People wear masks as they walk through Herald Square on January 8, 2021 in New York City.
Angela Weiss | TBEN | Getty Images
Macy’s shares rose more than 1% in the pre-market after the retailer reported its first quarterly profit in a year. Fourth-quarter revenue also exceeded estimates, as the company’s efforts to reduce inventory during the holiday quarter and rely less on large discounts paid off. Ahead of Tuesday’s trading, Macy’s shares have risen 35% this year, although they have struggled for the past 12 months.
5. Electric car maker led by ex-Tesla engineer goes public
The Lucid Air sedan, which is slated to go into production next year at a plant under construction in Arizona.
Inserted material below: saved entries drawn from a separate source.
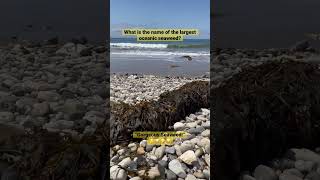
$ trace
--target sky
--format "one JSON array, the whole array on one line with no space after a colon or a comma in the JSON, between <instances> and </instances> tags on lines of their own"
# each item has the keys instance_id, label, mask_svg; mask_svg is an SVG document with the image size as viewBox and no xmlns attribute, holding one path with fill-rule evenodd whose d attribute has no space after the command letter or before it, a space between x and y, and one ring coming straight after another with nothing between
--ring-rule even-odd
<instances>
[{"instance_id":1,"label":"sky","mask_svg":"<svg viewBox=\"0 0 320 180\"><path fill-rule=\"evenodd\" d=\"M110 34L123 28L192 28L210 37L210 0L111 0Z\"/></svg>"},{"instance_id":2,"label":"sky","mask_svg":"<svg viewBox=\"0 0 320 180\"><path fill-rule=\"evenodd\" d=\"M45 40L86 36L92 41L108 37L106 0L0 0L0 40L11 36ZM25 30L33 25L30 30ZM50 25L51 31L42 27Z\"/></svg>"},{"instance_id":3,"label":"sky","mask_svg":"<svg viewBox=\"0 0 320 180\"><path fill-rule=\"evenodd\" d=\"M220 17L211 40L219 47L287 48L320 32L319 0L215 0L213 12Z\"/></svg>"}]
</instances>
Electric vehicle maker Lucid Motors plans to go public with a combined stock valuation of $ 11.75 billion through a reverse merger with a blank check company. The deal between California-based Lucid and Churchill Capital Corp IV is the most significant in a series of mergers involving EV companies and special purpose acquisition companies. CCIV shares fell more than 30% in the pre-market. But speculation about the deal has pushed SPAC stock to 470% this year alone. Lucid is led by former Tesla Engineering Director and automotive veteran Peter Rawlinson.